Roots.jl is for root-finding, and contains alot of the strengths of Optim.jl. Very usefully, it also supports box-constrained root-finding (which is very useful when you have a budget/resource constraint). Unfortunately, it can only handle univariate functions. For multivariate problems, you'll have to use IntervalRootFinding.jl or NonlinearSolve.jl. In my experience, NonlinearSolve.jl is faster than IntervalRootFinding.jl, but I find that IntervalRootFinding.jl is extremely useful during prototyping, especially if you are concerned about your function having multiple roots.

An aside on JuMP¶

JuMP is an extremely impressive package with three very appealing strengths:

Constraints - JuMP is the best at constrained optimization, especially when you have multiple and/or complicated constraints.
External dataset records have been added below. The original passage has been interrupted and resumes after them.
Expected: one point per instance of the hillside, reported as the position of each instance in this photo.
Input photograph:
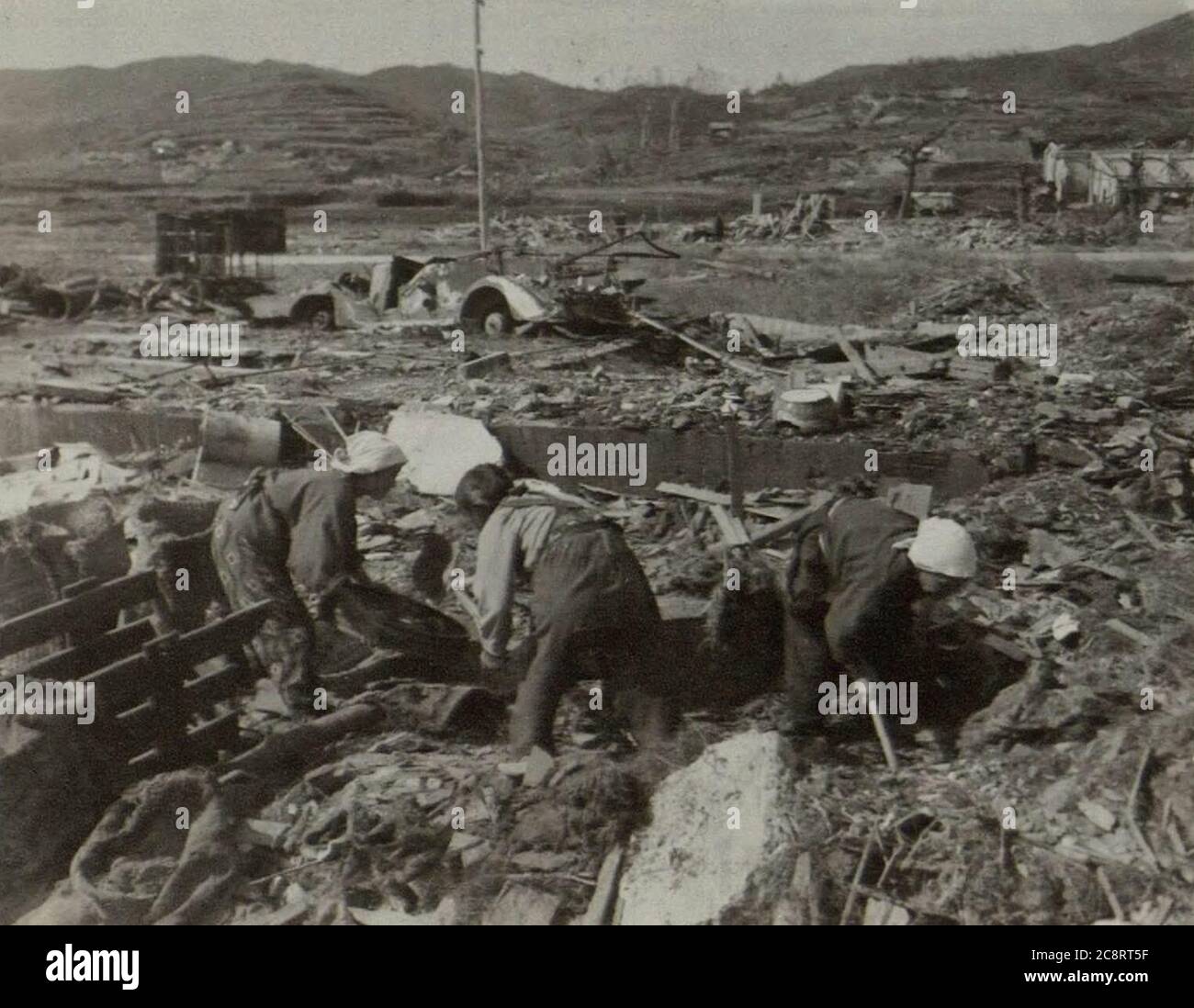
(275, 126)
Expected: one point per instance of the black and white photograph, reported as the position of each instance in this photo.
(552, 462)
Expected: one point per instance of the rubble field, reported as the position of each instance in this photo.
(1067, 798)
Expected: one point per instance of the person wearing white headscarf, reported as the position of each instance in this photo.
(858, 569)
(301, 522)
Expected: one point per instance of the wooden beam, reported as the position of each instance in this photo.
(72, 614)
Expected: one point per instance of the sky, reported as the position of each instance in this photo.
(588, 43)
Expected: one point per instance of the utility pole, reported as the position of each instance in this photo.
(480, 127)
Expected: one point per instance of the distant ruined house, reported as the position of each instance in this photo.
(723, 132)
(1105, 176)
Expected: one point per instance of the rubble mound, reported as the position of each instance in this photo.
(719, 844)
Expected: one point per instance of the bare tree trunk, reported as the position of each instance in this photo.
(906, 204)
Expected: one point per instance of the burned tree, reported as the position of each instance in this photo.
(911, 156)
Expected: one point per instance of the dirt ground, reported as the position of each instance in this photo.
(1098, 780)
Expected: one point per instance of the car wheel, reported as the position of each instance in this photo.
(498, 323)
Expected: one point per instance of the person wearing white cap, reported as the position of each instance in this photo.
(299, 521)
(855, 575)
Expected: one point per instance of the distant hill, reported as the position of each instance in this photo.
(1135, 64)
(275, 126)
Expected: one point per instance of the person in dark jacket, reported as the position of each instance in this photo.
(856, 574)
(590, 601)
(298, 521)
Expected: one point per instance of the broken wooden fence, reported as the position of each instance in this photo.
(154, 689)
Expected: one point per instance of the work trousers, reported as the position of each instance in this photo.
(591, 602)
(286, 644)
(819, 620)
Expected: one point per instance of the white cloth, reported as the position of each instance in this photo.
(368, 451)
(943, 546)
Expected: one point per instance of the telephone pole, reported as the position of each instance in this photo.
(480, 126)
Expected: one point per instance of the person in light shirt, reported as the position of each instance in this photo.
(591, 608)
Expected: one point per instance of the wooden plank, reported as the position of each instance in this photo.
(103, 650)
(221, 684)
(783, 527)
(165, 689)
(693, 493)
(204, 742)
(733, 532)
(75, 391)
(225, 634)
(727, 359)
(120, 685)
(601, 905)
(856, 361)
(70, 614)
(1130, 633)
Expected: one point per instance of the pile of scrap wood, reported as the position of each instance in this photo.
(25, 293)
(807, 218)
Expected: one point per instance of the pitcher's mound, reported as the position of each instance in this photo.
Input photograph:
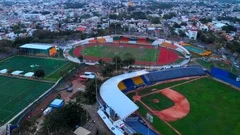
(155, 100)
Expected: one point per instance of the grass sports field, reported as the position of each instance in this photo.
(31, 64)
(214, 109)
(146, 54)
(16, 94)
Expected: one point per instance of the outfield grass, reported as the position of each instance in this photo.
(146, 54)
(164, 102)
(158, 124)
(222, 65)
(31, 64)
(214, 109)
(159, 87)
(16, 94)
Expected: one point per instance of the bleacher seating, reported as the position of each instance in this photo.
(92, 41)
(169, 45)
(174, 73)
(132, 41)
(145, 79)
(150, 41)
(108, 39)
(116, 39)
(141, 41)
(138, 80)
(124, 40)
(101, 40)
(122, 86)
(129, 83)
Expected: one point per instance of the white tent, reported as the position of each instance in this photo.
(17, 72)
(81, 131)
(3, 71)
(29, 74)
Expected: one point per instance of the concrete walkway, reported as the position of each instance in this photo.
(96, 122)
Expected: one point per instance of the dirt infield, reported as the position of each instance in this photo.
(166, 56)
(155, 100)
(178, 111)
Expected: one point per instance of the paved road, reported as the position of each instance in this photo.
(98, 124)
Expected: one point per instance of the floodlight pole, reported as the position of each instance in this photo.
(156, 47)
(96, 88)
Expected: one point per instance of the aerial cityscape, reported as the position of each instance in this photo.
(119, 67)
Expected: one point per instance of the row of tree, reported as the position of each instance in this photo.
(117, 64)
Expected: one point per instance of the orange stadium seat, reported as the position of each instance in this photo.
(92, 41)
(124, 40)
(122, 86)
(116, 39)
(169, 45)
(142, 41)
(137, 80)
(101, 40)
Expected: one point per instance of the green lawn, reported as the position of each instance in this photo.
(159, 87)
(158, 124)
(205, 64)
(214, 109)
(145, 54)
(218, 64)
(163, 103)
(63, 70)
(31, 64)
(16, 94)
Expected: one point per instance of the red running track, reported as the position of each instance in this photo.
(166, 56)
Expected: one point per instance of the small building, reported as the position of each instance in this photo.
(38, 49)
(57, 103)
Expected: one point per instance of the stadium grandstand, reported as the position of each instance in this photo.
(165, 46)
(38, 49)
(117, 107)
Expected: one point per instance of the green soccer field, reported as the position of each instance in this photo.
(144, 54)
(214, 109)
(16, 94)
(31, 64)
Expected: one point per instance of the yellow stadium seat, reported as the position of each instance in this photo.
(137, 80)
(122, 86)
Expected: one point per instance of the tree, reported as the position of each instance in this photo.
(169, 16)
(183, 24)
(229, 28)
(155, 20)
(176, 25)
(39, 73)
(64, 119)
(205, 20)
(117, 59)
(89, 95)
(108, 69)
(128, 59)
(181, 33)
(113, 16)
(80, 58)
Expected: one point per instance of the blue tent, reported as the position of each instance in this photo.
(57, 103)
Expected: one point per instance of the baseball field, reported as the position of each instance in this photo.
(201, 106)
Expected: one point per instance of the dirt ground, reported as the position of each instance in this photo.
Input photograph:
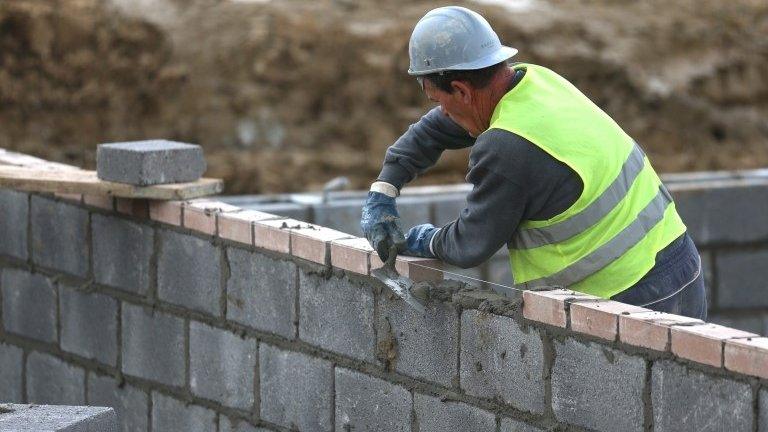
(284, 95)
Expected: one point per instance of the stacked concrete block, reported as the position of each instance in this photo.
(144, 163)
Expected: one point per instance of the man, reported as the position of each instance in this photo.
(571, 195)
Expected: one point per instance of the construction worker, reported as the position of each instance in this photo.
(572, 196)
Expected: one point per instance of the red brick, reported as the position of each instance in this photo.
(166, 211)
(703, 343)
(650, 329)
(748, 356)
(352, 254)
(599, 318)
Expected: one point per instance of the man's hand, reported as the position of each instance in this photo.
(418, 240)
(380, 224)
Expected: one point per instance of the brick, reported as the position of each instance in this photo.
(153, 345)
(352, 254)
(169, 414)
(685, 399)
(11, 367)
(238, 226)
(29, 305)
(748, 356)
(741, 279)
(419, 345)
(261, 292)
(59, 236)
(221, 366)
(432, 415)
(650, 329)
(131, 404)
(491, 347)
(296, 390)
(367, 403)
(149, 162)
(13, 224)
(600, 318)
(703, 343)
(321, 304)
(168, 212)
(52, 381)
(122, 251)
(88, 325)
(189, 272)
(592, 383)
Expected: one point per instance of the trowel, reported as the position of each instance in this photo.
(400, 285)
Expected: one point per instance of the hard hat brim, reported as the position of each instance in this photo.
(503, 53)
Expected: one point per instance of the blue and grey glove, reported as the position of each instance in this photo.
(380, 224)
(419, 239)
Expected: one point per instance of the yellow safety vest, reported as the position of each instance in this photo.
(608, 239)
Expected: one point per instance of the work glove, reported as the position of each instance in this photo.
(418, 240)
(380, 224)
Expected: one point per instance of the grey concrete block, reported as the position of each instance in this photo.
(432, 415)
(88, 325)
(153, 345)
(189, 272)
(59, 235)
(491, 347)
(29, 304)
(365, 403)
(296, 390)
(52, 381)
(169, 414)
(121, 253)
(130, 403)
(261, 292)
(13, 224)
(11, 369)
(337, 314)
(597, 387)
(221, 366)
(742, 279)
(149, 162)
(51, 418)
(685, 399)
(419, 345)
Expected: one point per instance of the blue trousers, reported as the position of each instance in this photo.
(675, 284)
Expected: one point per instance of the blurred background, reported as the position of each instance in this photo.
(285, 95)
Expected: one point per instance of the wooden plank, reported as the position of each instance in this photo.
(86, 182)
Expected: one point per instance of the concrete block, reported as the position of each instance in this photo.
(52, 381)
(122, 251)
(742, 279)
(221, 366)
(422, 346)
(51, 418)
(261, 292)
(432, 415)
(365, 403)
(88, 325)
(13, 224)
(296, 390)
(189, 272)
(597, 387)
(685, 399)
(153, 345)
(130, 403)
(336, 314)
(149, 162)
(169, 414)
(29, 305)
(11, 367)
(491, 347)
(59, 235)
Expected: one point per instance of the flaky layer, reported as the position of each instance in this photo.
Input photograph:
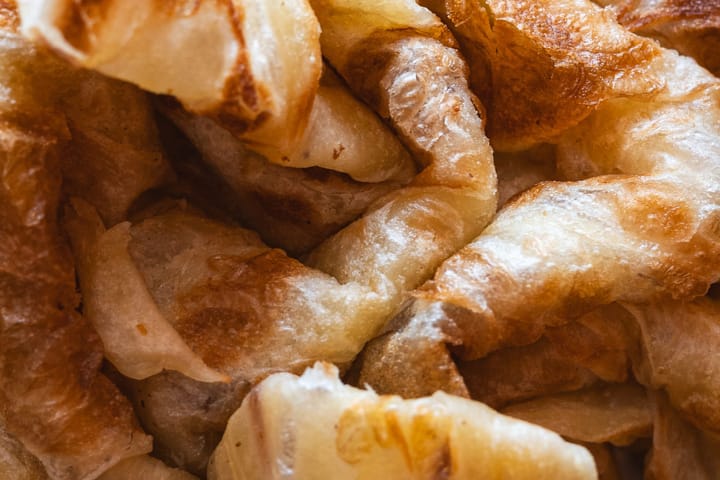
(315, 427)
(54, 399)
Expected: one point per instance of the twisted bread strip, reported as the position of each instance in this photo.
(286, 421)
(52, 396)
(254, 66)
(400, 59)
(541, 66)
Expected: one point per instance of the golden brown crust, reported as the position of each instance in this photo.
(682, 368)
(542, 66)
(291, 208)
(54, 399)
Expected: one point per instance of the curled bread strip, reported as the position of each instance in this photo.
(401, 59)
(688, 369)
(254, 65)
(243, 309)
(54, 399)
(291, 208)
(279, 430)
(136, 337)
(648, 233)
(613, 413)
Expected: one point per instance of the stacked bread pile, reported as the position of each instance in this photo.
(255, 239)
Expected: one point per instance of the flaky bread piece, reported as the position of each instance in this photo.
(564, 248)
(294, 209)
(594, 348)
(409, 361)
(253, 65)
(400, 59)
(609, 413)
(314, 427)
(144, 467)
(136, 337)
(16, 462)
(687, 367)
(345, 135)
(691, 27)
(115, 153)
(680, 451)
(541, 66)
(179, 291)
(54, 399)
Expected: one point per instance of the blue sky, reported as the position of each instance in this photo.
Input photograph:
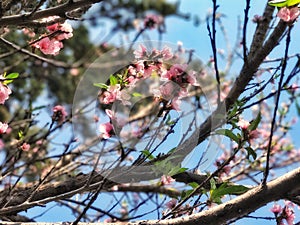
(197, 38)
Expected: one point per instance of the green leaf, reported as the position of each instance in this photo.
(251, 152)
(254, 124)
(148, 154)
(113, 80)
(228, 133)
(186, 193)
(10, 77)
(101, 85)
(136, 94)
(283, 3)
(227, 189)
(193, 185)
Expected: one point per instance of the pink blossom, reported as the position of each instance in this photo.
(244, 124)
(106, 130)
(289, 215)
(74, 72)
(171, 204)
(25, 147)
(176, 74)
(49, 47)
(166, 53)
(1, 144)
(68, 31)
(59, 113)
(166, 180)
(66, 28)
(142, 52)
(176, 104)
(254, 134)
(5, 91)
(151, 21)
(28, 32)
(3, 127)
(288, 14)
(111, 94)
(168, 90)
(53, 27)
(191, 78)
(276, 209)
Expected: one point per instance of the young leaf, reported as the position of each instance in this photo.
(254, 123)
(283, 3)
(113, 80)
(251, 152)
(101, 85)
(10, 77)
(228, 133)
(227, 189)
(148, 154)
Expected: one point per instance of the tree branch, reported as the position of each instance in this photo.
(283, 187)
(60, 10)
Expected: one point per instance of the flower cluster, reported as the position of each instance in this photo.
(286, 213)
(152, 21)
(151, 74)
(5, 91)
(52, 45)
(59, 114)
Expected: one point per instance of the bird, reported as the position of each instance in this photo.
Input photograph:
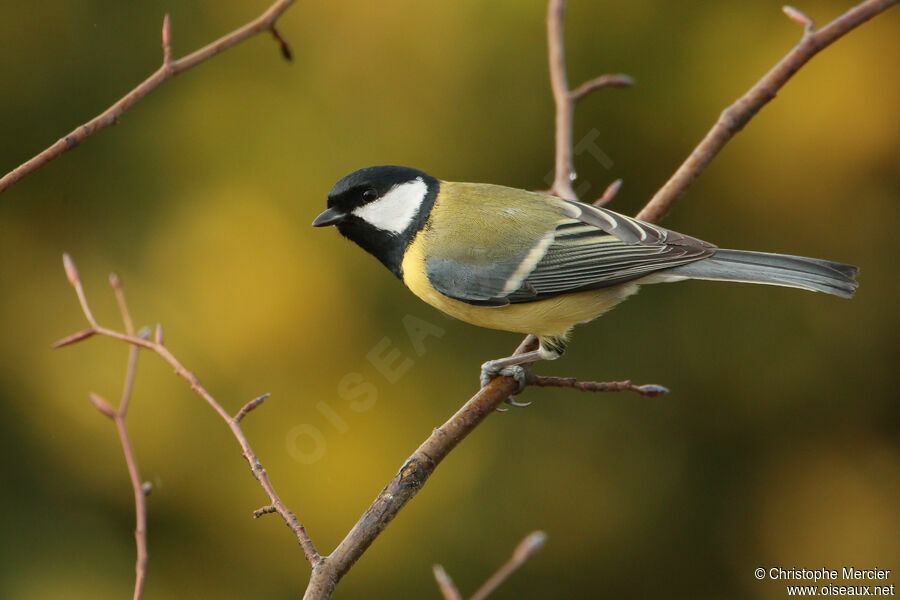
(534, 263)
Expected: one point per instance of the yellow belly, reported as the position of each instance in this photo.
(551, 317)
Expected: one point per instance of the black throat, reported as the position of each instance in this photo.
(386, 246)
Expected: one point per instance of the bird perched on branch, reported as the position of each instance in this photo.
(527, 262)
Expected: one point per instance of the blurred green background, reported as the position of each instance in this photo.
(778, 445)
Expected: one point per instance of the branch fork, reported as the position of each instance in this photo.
(327, 571)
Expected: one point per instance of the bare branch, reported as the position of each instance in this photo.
(617, 80)
(800, 17)
(75, 337)
(250, 406)
(406, 484)
(75, 280)
(524, 551)
(565, 100)
(738, 114)
(265, 510)
(256, 468)
(648, 389)
(167, 40)
(169, 69)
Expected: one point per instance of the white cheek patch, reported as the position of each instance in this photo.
(395, 210)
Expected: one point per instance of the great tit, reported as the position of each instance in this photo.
(532, 263)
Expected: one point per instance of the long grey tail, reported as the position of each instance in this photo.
(773, 269)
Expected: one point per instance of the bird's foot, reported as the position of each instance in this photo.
(491, 370)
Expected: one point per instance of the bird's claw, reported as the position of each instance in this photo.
(490, 371)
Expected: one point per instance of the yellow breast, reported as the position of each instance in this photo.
(551, 317)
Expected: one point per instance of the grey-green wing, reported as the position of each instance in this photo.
(589, 248)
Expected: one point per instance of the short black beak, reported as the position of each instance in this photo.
(329, 217)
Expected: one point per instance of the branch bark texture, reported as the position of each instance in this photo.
(168, 69)
(733, 118)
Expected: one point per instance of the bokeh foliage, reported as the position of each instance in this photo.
(778, 446)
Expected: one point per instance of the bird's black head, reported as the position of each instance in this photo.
(381, 209)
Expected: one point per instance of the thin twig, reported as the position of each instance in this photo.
(565, 99)
(448, 589)
(250, 406)
(309, 550)
(648, 389)
(405, 485)
(616, 80)
(169, 69)
(524, 551)
(738, 114)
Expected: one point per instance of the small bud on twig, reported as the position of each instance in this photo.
(265, 510)
(71, 270)
(531, 544)
(799, 16)
(250, 406)
(102, 405)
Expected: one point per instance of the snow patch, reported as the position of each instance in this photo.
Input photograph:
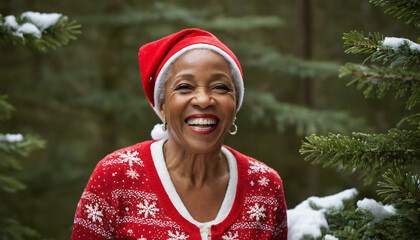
(395, 42)
(42, 20)
(378, 211)
(29, 28)
(11, 137)
(330, 237)
(11, 21)
(38, 22)
(303, 219)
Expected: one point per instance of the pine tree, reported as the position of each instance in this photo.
(39, 31)
(391, 159)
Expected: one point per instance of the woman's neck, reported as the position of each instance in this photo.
(197, 169)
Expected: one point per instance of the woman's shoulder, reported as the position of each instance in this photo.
(126, 159)
(255, 169)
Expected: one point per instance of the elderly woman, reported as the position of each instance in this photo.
(185, 184)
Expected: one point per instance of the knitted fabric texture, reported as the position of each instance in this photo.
(125, 199)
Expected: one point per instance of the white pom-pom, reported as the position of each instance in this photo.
(157, 132)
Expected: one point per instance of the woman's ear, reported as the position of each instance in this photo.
(162, 109)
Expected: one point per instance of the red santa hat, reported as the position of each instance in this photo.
(155, 59)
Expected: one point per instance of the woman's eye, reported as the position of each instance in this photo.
(222, 87)
(183, 87)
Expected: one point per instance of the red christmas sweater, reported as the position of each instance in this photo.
(127, 197)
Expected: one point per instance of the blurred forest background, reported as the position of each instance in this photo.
(86, 100)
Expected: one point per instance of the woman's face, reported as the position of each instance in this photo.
(199, 103)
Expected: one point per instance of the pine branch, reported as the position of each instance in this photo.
(370, 152)
(413, 119)
(38, 30)
(393, 52)
(403, 191)
(408, 10)
(377, 81)
(265, 108)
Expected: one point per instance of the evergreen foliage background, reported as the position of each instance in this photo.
(392, 159)
(85, 99)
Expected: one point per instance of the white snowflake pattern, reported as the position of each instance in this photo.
(257, 167)
(263, 181)
(94, 213)
(176, 236)
(130, 157)
(230, 236)
(256, 212)
(146, 209)
(132, 173)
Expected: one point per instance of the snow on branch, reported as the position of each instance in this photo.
(308, 217)
(39, 30)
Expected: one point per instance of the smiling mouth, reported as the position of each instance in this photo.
(202, 125)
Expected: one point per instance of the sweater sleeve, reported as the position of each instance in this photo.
(95, 216)
(280, 232)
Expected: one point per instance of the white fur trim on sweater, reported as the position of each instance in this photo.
(157, 132)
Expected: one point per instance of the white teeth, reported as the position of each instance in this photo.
(201, 121)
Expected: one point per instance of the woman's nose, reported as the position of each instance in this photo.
(202, 98)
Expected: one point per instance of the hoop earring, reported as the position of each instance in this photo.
(164, 126)
(235, 128)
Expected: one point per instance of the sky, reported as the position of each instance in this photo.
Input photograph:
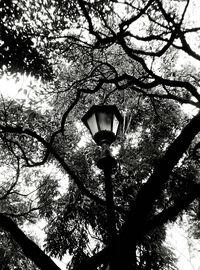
(186, 248)
(177, 237)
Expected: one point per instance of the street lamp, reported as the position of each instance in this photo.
(103, 123)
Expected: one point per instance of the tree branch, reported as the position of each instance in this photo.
(30, 249)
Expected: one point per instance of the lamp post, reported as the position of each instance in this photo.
(103, 123)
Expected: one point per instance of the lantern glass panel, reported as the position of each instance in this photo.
(105, 121)
(115, 125)
(92, 123)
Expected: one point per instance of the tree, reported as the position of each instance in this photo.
(118, 52)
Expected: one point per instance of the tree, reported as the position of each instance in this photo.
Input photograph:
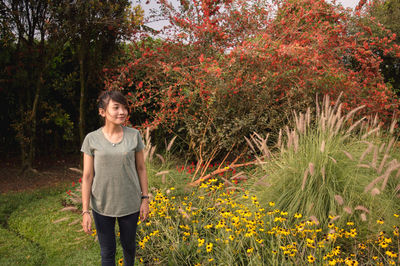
(230, 68)
(387, 13)
(26, 22)
(94, 29)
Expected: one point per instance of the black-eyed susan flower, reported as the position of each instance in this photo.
(380, 221)
(298, 215)
(209, 247)
(311, 259)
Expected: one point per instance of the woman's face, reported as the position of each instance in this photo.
(115, 113)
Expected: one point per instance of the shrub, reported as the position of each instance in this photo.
(331, 166)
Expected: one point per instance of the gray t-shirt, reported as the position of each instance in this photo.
(116, 189)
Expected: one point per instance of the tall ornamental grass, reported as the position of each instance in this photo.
(220, 225)
(330, 166)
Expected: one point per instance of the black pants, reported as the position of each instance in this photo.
(105, 227)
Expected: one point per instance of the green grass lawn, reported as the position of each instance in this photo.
(29, 235)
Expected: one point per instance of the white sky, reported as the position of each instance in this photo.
(153, 4)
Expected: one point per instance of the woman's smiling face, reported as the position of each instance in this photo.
(115, 112)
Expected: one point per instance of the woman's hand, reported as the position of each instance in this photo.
(87, 223)
(144, 209)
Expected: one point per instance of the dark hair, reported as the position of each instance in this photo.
(116, 96)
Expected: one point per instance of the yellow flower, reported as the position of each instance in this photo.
(332, 262)
(209, 247)
(391, 254)
(298, 215)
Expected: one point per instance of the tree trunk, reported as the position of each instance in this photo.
(82, 51)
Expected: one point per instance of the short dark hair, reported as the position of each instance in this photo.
(116, 96)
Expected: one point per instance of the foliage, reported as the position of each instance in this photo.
(231, 227)
(330, 165)
(223, 74)
(14, 250)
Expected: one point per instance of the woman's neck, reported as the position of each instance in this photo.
(111, 129)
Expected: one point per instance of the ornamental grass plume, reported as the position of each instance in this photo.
(335, 156)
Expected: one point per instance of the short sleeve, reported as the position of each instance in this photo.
(140, 145)
(86, 148)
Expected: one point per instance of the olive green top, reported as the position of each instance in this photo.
(116, 189)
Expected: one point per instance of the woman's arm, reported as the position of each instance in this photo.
(87, 179)
(141, 170)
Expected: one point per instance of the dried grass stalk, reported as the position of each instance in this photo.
(361, 208)
(311, 168)
(382, 163)
(353, 126)
(393, 166)
(392, 125)
(279, 138)
(367, 150)
(389, 145)
(348, 155)
(375, 157)
(375, 192)
(303, 184)
(171, 143)
(373, 183)
(351, 113)
(162, 173)
(339, 125)
(375, 130)
(375, 120)
(339, 200)
(295, 141)
(382, 147)
(161, 158)
(322, 149)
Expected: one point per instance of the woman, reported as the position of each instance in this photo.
(114, 179)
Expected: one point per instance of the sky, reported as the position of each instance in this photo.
(147, 5)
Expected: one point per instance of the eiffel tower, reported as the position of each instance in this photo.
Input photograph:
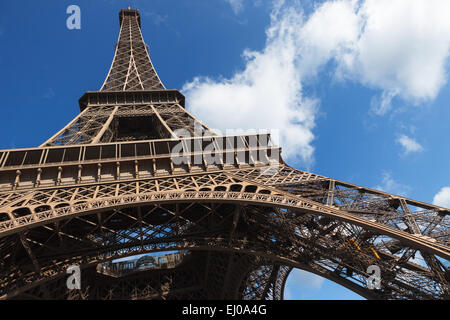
(150, 203)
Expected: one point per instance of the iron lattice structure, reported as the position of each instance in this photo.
(108, 186)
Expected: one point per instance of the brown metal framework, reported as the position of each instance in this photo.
(108, 186)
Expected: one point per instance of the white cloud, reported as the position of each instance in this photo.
(395, 46)
(409, 145)
(266, 94)
(299, 281)
(236, 5)
(442, 198)
(388, 184)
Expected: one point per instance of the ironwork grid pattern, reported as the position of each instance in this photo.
(106, 187)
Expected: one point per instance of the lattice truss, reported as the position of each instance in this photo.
(132, 68)
(229, 212)
(243, 227)
(102, 124)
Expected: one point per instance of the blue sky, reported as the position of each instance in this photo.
(358, 90)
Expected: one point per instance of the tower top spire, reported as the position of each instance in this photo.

The other packages support constrained optimization and root-finding too, but the constraints are used expressed in terms of explicit upper and lower bounds, which is not nearly flexible (or easy) as JuMP.
Ease - JuMP also leads the pack in terms of ease of translating your mathematical problem written on pen and paper into the computer.
Documentation - of the packages I listed above, JuMP is probably the most well-documented and accessible to new-comers. There are alot of tutorials and resources which show off the many amazing features this package has. Moreover, if you ask a question about JuMP on the Julia Discourse, developers are usually very kind about answerering it.

Unfortunately, JuMP also suffers from two important drawbacks:

Compatibility with other packages - unfortunately, JuMP does not play well with other Julia packages, especially when it comes to defining a complicated objective function that relies on other packages to be defined. At best, some of these issues can be surmounted at the cost of alot of overhead from converting objects into a format that JuMP accepts.
Differentiation - JuMP's solvers need your objective function to be differentiable. If your function has nasty features like kinks and discontinuities, then JuMP is likely going to struggle.